Selling oil pipelines

Pushed by local climate activists, city council is again demanding the removal of old Enbridge oil pipelines across rural Hamilton that are now being sold to a US company. But that appeal may be blocked by the refusal of the National Energy Board to accept public comments despite Trudeau government reforms that promised “more inclusive engagement processes”.

Approval by the NEB is required for Enbridge’s sale of the Line 10 pipeline to the Pennsylvania-based United Refining Corporation, but the Hamilton 350 Committee has been informed that this will not be a public process. City staff appear to have reached the same conclusion and have recommended that the city should protect its interests by sending a letter to the NEB “if provided with the opportunity” to do so.

David Bennett of the Hamilton 350 Committee urged councillors last week to push the NEB. “The city should ask for a public process it can participate in or it’s unlikely to get one,” argued Bennett. “Otherwise the NEB will have no formal notification of the city’s interest.”

That push doesn’t seem likely to happen because councillors didn’t respond to that Bennett recommendation. But at the urging of Matthew Green council directed staff to write to both the NEB and United Refining demanding the removal of several kilometres of old pipe that Enbridge left in the ground when it expanded a portion of Line 10 last year.

Green argued failing to remove them is “forwarding risks onto future generations” and that “the position of the council and staff has always been that decommissioned pipes should be removed from the rights-of-way especially on municipal property and on private property”.  His motion was seconded by the mayor and backed unanimously by councillors.

It was also argued that the federal government should require removals of abandoned pipes as a matter of principle. Terry Whitehead noted that federal regulations already require that mine closures force the owners to return “everything to its original state” and “make the land whole again”. He argued it is hypocritical not to apply the same principles to decommissioned pipelines.

During the hearings on the expansion of Line 10, the city had asked the NEB to require removal of the decommissioned pipeline but its request was missed or ignored and got no mention in the January 2017 approval decision. Council launched a legal challenge of the NEB decision but subsequently withdrew it without explanations.
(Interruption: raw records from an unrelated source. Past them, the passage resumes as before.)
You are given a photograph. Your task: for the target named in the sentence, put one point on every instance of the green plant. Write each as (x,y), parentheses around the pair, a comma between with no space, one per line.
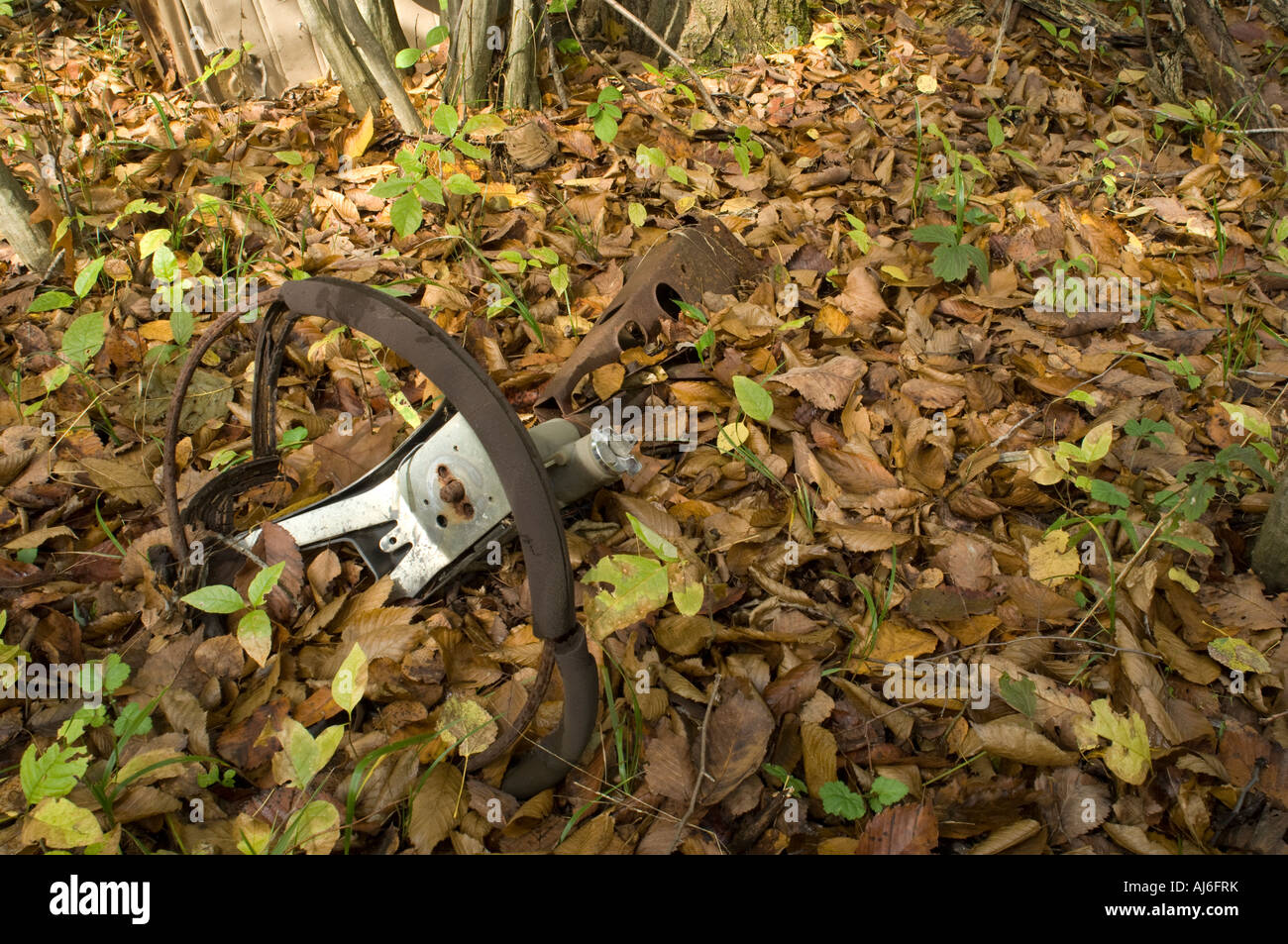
(254,629)
(1060,35)
(743,149)
(642,584)
(875,612)
(421,167)
(858,233)
(841,801)
(604,114)
(50,776)
(707,338)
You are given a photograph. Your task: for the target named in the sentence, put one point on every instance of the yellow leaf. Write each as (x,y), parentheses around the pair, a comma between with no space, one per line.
(1127,755)
(1052,561)
(357,140)
(467,724)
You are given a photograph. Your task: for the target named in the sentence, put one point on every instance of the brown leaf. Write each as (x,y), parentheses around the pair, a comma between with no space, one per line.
(437,809)
(825,385)
(790,690)
(738,736)
(901,831)
(1005,738)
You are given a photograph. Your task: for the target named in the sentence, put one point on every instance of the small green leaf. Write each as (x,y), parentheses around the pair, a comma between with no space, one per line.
(153,241)
(51,300)
(460,184)
(446,120)
(51,773)
(559,278)
(387,189)
(887,790)
(88,275)
(84,338)
(941,235)
(1096,443)
(256,634)
(181,325)
(996,136)
(115,673)
(754,399)
(1020,694)
(217,597)
(1109,493)
(657,544)
(605,128)
(266,579)
(639,588)
(406,214)
(841,801)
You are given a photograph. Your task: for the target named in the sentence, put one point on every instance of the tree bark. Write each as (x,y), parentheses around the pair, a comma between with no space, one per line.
(380,67)
(520,73)
(382,20)
(1229,80)
(472,60)
(1270,554)
(16,227)
(359,85)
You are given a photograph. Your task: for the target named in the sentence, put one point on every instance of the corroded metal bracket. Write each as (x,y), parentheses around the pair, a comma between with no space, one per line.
(691,262)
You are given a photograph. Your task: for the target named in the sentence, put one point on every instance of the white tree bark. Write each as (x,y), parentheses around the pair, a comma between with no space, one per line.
(16,226)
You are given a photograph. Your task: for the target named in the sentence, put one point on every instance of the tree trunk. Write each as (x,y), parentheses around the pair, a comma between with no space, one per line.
(335,46)
(382,20)
(712,33)
(716,33)
(473,43)
(1270,554)
(520,75)
(1224,72)
(380,65)
(16,227)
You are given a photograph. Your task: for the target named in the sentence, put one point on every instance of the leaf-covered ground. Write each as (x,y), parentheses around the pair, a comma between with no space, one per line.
(965,472)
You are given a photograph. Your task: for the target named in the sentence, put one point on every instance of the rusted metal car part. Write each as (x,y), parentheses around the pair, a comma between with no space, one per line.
(449,472)
(691,262)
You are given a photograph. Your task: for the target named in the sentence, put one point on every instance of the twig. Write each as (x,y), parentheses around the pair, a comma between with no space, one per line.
(997,47)
(555,69)
(634,94)
(702,86)
(1127,569)
(702,765)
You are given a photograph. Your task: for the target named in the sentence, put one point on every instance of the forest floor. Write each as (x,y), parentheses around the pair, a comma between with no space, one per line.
(939,452)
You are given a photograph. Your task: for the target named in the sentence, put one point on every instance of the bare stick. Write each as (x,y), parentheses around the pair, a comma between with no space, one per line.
(997,47)
(702,765)
(702,88)
(555,71)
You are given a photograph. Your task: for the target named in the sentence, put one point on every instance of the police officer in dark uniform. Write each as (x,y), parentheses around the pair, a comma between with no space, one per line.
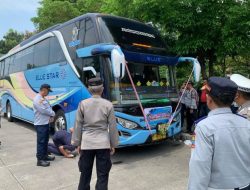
(220,159)
(96,135)
(62,144)
(43,117)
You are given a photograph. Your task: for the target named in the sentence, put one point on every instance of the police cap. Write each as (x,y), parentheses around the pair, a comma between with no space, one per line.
(47,86)
(221,86)
(242,82)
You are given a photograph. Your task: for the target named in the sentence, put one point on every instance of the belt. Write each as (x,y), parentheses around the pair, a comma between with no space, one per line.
(238,188)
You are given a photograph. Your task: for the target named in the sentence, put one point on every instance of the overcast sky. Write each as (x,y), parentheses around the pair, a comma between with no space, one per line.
(16,14)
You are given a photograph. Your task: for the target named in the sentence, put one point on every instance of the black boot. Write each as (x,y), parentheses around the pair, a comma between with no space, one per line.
(49,158)
(43,163)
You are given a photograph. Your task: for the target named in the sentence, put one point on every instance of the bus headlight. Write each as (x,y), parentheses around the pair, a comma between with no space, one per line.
(127,124)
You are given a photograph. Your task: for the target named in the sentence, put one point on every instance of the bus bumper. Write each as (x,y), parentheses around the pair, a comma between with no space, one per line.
(140,137)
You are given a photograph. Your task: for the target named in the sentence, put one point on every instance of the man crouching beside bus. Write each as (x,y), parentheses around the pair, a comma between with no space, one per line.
(96,133)
(43,117)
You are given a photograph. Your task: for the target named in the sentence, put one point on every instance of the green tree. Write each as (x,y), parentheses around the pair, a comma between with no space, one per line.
(10,40)
(210,30)
(54,12)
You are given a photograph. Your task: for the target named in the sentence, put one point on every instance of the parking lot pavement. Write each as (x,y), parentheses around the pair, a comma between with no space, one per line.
(157,167)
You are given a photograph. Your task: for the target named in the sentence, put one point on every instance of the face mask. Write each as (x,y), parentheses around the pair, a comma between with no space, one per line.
(235,104)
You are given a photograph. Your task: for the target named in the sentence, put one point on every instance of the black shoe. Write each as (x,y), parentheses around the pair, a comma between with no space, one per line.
(49,158)
(43,163)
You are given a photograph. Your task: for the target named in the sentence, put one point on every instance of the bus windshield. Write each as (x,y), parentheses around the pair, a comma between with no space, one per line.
(153,83)
(131,35)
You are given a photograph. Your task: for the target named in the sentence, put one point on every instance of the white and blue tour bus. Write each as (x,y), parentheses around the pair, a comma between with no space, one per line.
(67,55)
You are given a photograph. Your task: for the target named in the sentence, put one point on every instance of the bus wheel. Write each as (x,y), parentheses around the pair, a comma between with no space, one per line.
(9,112)
(60,121)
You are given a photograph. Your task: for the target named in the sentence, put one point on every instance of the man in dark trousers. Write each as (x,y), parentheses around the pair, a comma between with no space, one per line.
(43,117)
(62,144)
(192,99)
(96,135)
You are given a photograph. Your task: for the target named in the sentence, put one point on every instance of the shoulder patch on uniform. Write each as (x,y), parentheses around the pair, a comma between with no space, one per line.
(199,120)
(241,115)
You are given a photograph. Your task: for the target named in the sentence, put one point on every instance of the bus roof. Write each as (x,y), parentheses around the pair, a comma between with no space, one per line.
(61,25)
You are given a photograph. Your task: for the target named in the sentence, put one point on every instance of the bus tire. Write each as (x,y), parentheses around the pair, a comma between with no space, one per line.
(9,112)
(60,121)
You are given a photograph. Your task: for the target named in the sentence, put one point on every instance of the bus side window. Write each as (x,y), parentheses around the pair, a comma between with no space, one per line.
(56,53)
(41,55)
(27,58)
(91,62)
(68,37)
(1,69)
(6,67)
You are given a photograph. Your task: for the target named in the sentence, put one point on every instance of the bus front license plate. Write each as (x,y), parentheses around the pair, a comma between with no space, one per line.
(161,132)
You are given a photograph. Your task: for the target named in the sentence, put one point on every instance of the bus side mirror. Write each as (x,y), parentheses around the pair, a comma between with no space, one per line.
(196,66)
(118,63)
(92,69)
(197,70)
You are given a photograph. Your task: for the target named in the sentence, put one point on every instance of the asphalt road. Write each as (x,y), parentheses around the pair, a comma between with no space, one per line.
(157,167)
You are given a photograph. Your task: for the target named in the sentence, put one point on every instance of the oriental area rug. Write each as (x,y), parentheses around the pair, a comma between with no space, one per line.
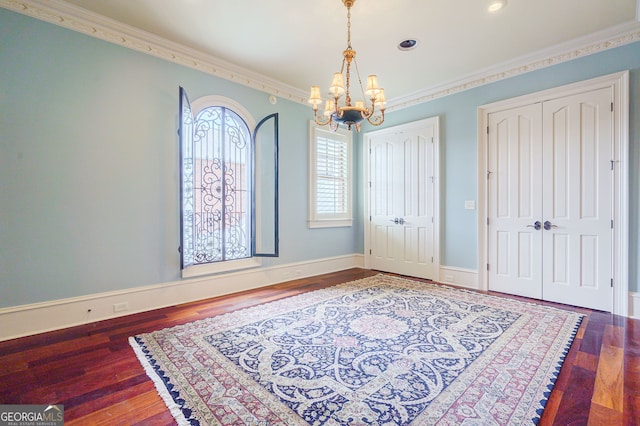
(377,351)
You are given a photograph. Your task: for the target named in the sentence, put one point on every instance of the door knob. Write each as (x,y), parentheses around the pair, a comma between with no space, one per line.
(536,225)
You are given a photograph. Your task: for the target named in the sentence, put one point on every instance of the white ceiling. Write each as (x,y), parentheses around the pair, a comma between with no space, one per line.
(300,43)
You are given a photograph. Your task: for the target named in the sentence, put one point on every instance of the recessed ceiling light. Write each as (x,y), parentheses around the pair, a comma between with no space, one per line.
(496,5)
(408,44)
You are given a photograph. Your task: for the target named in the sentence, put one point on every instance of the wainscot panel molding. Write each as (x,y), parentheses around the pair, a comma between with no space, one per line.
(25,320)
(78,19)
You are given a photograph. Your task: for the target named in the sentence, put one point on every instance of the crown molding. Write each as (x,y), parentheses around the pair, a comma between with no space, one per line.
(81,20)
(597,42)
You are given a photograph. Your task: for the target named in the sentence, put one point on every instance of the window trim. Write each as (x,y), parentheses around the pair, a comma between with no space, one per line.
(318,220)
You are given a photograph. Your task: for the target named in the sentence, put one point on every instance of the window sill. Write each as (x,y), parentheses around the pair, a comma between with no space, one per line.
(219,267)
(330,223)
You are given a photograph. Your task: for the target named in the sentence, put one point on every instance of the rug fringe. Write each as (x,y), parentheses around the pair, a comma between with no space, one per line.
(161,388)
(556,373)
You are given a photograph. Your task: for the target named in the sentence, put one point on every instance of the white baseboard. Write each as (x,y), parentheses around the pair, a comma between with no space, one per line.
(634,305)
(25,320)
(461,277)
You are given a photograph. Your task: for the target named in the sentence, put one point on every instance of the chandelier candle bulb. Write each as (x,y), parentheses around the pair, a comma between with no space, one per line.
(314,96)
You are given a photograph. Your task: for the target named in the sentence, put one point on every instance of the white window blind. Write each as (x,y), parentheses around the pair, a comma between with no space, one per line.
(330,183)
(331,176)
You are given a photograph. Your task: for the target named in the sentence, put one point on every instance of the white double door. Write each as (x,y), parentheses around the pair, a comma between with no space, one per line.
(401,198)
(550,200)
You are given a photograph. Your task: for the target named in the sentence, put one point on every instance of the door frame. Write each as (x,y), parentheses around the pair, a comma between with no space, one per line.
(431,121)
(619,84)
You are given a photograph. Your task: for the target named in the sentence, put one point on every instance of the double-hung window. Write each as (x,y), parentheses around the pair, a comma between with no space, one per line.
(330,169)
(228,185)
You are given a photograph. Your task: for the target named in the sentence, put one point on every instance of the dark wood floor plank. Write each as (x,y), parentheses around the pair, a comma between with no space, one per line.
(92,370)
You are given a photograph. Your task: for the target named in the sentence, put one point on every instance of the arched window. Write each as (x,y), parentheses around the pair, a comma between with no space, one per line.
(223,207)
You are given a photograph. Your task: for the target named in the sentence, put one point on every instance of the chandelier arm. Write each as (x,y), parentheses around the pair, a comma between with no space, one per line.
(367,113)
(319,121)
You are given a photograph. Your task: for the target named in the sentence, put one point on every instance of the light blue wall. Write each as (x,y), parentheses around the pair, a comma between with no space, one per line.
(89,168)
(89,175)
(458,123)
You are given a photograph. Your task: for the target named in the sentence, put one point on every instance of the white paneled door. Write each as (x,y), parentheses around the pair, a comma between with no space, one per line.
(550,200)
(401,200)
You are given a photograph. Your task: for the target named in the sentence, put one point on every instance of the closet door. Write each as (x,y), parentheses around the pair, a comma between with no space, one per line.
(577,206)
(515,201)
(550,201)
(401,201)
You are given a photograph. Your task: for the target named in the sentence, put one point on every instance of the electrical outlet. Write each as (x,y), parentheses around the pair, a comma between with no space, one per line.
(120,307)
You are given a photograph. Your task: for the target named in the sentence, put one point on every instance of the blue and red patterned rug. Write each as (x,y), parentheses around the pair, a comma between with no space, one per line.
(377,351)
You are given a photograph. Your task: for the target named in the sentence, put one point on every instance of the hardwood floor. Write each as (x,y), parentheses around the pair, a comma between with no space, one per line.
(92,370)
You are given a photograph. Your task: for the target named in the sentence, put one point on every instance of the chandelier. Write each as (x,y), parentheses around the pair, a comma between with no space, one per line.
(349,114)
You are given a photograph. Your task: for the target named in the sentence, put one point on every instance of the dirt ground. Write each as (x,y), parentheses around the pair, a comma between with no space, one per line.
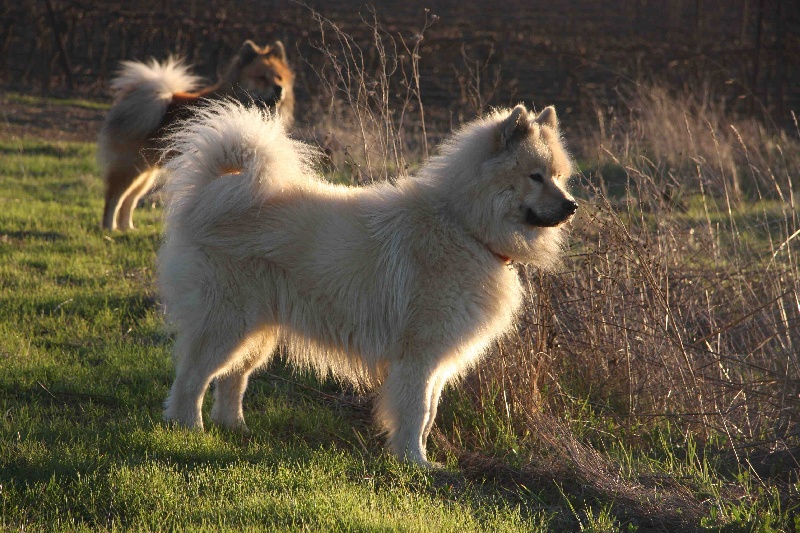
(47,119)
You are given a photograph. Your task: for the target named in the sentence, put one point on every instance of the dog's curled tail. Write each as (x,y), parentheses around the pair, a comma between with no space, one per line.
(142,92)
(228,157)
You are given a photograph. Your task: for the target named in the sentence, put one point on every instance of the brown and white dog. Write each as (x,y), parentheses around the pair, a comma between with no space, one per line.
(151,97)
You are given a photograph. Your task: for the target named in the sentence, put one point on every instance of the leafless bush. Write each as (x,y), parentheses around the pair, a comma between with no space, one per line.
(678,298)
(369,119)
(682,310)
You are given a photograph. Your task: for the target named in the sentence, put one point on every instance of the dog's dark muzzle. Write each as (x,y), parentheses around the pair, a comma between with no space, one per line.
(567,209)
(270,101)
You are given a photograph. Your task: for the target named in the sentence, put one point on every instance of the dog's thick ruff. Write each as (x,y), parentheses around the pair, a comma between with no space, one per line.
(393,285)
Problems with the pipeline regulator’s process and decisions seem to be never ending. During the 2015 election campaign, Trudeau denounced the Board and promised reforms including a re-examination of the NEB approval of the Kinder Morgan pipeline expansion across British Columbia.

However, it was not re-examined despite pleas from the British Columbia government and multiple municipal mayors including those from Vancouver and Burnaby. Indigenous and BC government legal challenges and the arrests of over 200 people for civil disobedience led the Texas-based Kinder Morgan to threaten to abandon the project.

In response, the federal government announced it is buying the Kinder-Morgan’s 65-year-old pipeline for $4.5 billion by late July and will push ahead with the $7.4 billion expansion across BC. That planned bailout with tax dollars is financially foolhardy according to some prominent economists who say there are no secured markets for the tar sands bitumen that the pipeline is scheduled to carry.

The climate implications have been labeled a “no-win bet”. Greenhouse gas emissions just from the expanded Kinder Morgan pipeline oil would exceed those from nearly all current transportation in Canada. It likely makes it impossible for the Trudeau government to reach even the modest Harper-crafted reduction targets agreed to in the Paris climate accord.